Each of the four zones must appoint a DGE at the Rotary India Humanity Foundation (RIHF) and Rotary India Literacy Mission (RILM) to form executive committees that will facilitate a hassle-free implementation of literacy, water and sanitation projects and also help in securing CSR partnerships, said RIPE Shekhar Mehta.
Speaking at the WASH session of the goal-setting virtual seminar Lakhsya, he urged the incoming governors to find new technical cadres and members for Rotary expert bodies for effective implementation of global grant projects. The five-year WASH goals were set in tune with the “national thought process evolved last year after discussions with government officials.” Rotary would strive to implement 10 per cent of government projects in watershed development, restoration of waterbodies, rainwater harvesting, household tap connections, toilet blocks, and programmes related to WASH in schools (WinS) and healthcare facilities (WinHCF).
Against the GoI’s target of one lakh check dams in 2021–26, Rotary will strive to complete 10,000 such facilities during this period at the rate of ₹3 lakh a check dam. Each district has a target of 25 check dams with an overall target of 1,000 such dams in 2021–22. Likewise, Rotary is aiming to implement 7,500 WinS and WinHCF projects out of 55,000 over the next five years; household tap connections to 160 villages (1,000 villages); 20,000 household toilets (1.2 lakh units), 5,000 RWH projects (50,000); and transform 750 waterbodies (lakes, ponds and stepwells) out of 10,00 such restoration work over a five-year period.
Water tap connections
Every home in India will have water on tap by 2024 under the flagship Har Ghar Nal Se Jal programme of the GoI’s Jal Jeevan Mission (JJM). Only 3.27 crore out of 17.87 crore houses had tap connections in 2019, that is 18.5 per cent, which has been raised to 37 per cent (seven crore) in the last one year, said PDG Ramesh Aggarwal, chairman, Rotary India Sanitation Mission. Rotary will also take up retrofitting of piped water supply, grey water management (recycling) and capacity building under the JJM initiatives.
WinS projects being implemented in 14.7 lakh schools, 70 per cent of them government schools, had seven components — gender segregated toilets, drinking water, hand wash stations, MHM, maintenance, behaviour change and capacity building.
Besides improving the school enrolment ratio, WinS projects made children the agents of age with tangible outcome in living standards in the villages, said Aggarwal.

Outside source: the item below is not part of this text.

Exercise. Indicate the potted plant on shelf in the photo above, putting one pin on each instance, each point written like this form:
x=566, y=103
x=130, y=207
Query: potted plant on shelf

In the last six years, one lakh toilets were built by Rotary clubs in India, he said, as this sanitation facility is being extended to all houses as part of ODF-plus strategy launched by GoI.
Restoration of watersheds (check dams) to increase their capacity to absorb rainwater; renovating lakes, ponds and tanks to raise their storage levels; and meet the irrigation needs of the community, besides making them a source of drinking water, are the overall aim of Rotary India Water Mission, said PDG Ranjan Dhingra, president, Rotary India Water Conservation Trust. “There are 7,000 waterbodies across India that can be restored through a gradual process. During 2005–19, we have rejuvenated 300 waterbodies in over 500 villages benefitting over 10 lakh people,” he said. RIDE Dr Mahesh Kotbagi moderated the session and PRID P T Prabhakar summed up the proceedings.